Graph Automorphism Shuffles from Pile-Scramble Shuffles

TL;DR

This paper introduces a novel protocol for graph automorphism shuffles using pile-scramble shuffles, enabling secure graph operations with minimal cards and shuffles, advancing card-based cryptography techniques.

Contribution

It presents a new graph shuffle protocol implementable solely with pile-scramble shuffles, requiring a specific number of cards based on graph size and degree diversity.

Findings

Protocol uses 2(n+m) cards for graphs with n vertices and m edges.

Number of shuffles depends on the number of distinct vertex degrees.

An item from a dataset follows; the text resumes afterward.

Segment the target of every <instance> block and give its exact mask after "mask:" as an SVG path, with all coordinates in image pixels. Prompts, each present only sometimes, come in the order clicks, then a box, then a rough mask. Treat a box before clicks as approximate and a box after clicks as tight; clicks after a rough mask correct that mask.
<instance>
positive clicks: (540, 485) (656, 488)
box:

Efficiently realizes random cuts with 3n cards and two shuffles.

Abstract

A pile-scramble shuffle is one of the most effective shuffles in card-based cryptography. Indeed, many card-based protocols are constructed from pile-scramble shuffles. This article aims to study the power of pile-scramble shuffles. In particular, for any directed graph $G$, we introduce a new protocol called "a graph shuffle protocol for $G$", and show that it can be implemented by using pile-scramble shuffles only. Our proposed protocol requires $2(n+m)$ cards, where $n$ and $m$ are the numbers of vertices and edges of $G$, respectively. The number of pile-scramble shuffles is $k+1$, where $1 \leq k \leq n$ is the number of distinct degrees of vertices of $G$. As an application, a random cut for $n$ cards, which is also an important shuffle, can be realized by $3n$ cards and two pile-scramble shuffles.